Truncation strategy for the series expressions in the advanced ENZ-theory of diffraction integrals

TL;DR

This paper introduces truncation rules for the infinite series in the advanced ENZ-theory of diffraction integrals, enabling practical computation with specified accuracy by truncating the series appropriately.

Contribution

It provides a systematic method to truncate the complex double series in the ENZ-theory of diffraction integrals based on desired accuracy levels.

Findings

Truncation rules depend on accuracy requirements.

Series involving Jinc functions and structural quantities are truncated effectively.

Enhanced computational feasibility of diffraction integrals in optical systems.

Abstract

The advanced ENZ-theory of diffraction integrals, as published recently in J. Europ. Opt. Soc. Rap. Public. 8, 13044 (2013), presents the diffraction integrals per Zernike term in the form of doubly infinite series.
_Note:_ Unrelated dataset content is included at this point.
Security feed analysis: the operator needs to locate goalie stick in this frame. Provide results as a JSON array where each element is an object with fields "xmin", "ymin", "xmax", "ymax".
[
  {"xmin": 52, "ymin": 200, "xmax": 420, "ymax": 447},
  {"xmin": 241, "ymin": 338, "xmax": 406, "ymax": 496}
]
These double series involve, aside from an overall azimuthal factor, the products of Jinc functions for the radial dependence and structural quantities $c_t$ that depend on the optical parameters of the optical system (such as NA and refractive indices) and the defocus value. The products in the double series have coefficients that are related to Clebsch-Gordan coefficients and that depend on the order of the Jinc function and the index $t$ of the structural quantity, as well as on the azimuthal order and degree of the involved Zernike term. In addition, the structural quantities themselves are also given in the form of doubly infinite series. In this paper, we give truncation rules for the various infinite series depending on specified required accuracy.